British police have been forced to defend facial recognition technology which falsely identified 2297 out of 2470 football fans as "persons of interest."

South Wales police rolled out its "Automated Facial Recognition" (AFR) pilot program just before the Champion's League Final between Juventus and Real Madrid almost a year ago in Cardiff, Wales.

Late last week, Wired's Matt Burgess got an FOI request back in regard to how effective the AFR system has been for the South Wales Police since then.

It wasn't great.

The "false positive" rate – 92% unsuccessful – from AFR's work at the Champions League final was the most damning.

In other events, only six positive matches were confirmed out of 48 alerts at a Wales versus Australia rugby match, and no matches were made at all during a royal visit from Prince Harry and Meghan Markle to Cardiff in January 2018.
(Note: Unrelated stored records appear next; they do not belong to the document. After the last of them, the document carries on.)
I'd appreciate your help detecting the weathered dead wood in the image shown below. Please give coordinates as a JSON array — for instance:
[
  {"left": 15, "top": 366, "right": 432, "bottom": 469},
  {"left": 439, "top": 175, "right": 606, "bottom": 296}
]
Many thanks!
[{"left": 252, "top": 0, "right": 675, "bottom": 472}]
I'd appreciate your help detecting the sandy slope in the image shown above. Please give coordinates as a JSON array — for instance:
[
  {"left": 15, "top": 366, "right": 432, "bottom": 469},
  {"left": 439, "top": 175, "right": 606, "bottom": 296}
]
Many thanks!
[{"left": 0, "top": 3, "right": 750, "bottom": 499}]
Almost immediately following the report, South Wales police put out an explainer on how its facial recognition system worked in two stages, AFR "Identity" and AFR "Locate".

AFR "Identity" allows officers to load images of persons of interest and compare them to 500,000 images they already have on file and see if there's a match.

AFR "Locate" uses CCTV and roving police vehicle cameras to locate that person of interest.

The force made it clear no one had ever been arrested on the basis of a false positive result and claimed the "overall effectiveness of facial recognition has been high."

It also claimed 2000 positive matches have led to 450 arrests in the past nine months.

But Wired's FOI request has returned a total result of just 234 "true positives" from 2685 alerts across 15 events.

South Wales Police opened its release with:

"Of course no facial recognition system is 100% accurate under all conditions."

Its system for dealing with potential false positives is a) disregard the alert; or b) dispatch a team to "have an interaction with the potentially matched individual."

Officers would then use "traditional policing methods" (mostly, a chat) to decide whether more action was required.

That a new technology isn't exactly performing at 100% should come as no surprise to anyone. But for the general public, there's no doubt facial recognition and criminal profiling definitely fall in a preferred category of "get it right first."

Immediately, civil liberties groups have begun preparing campaigns for British parliament.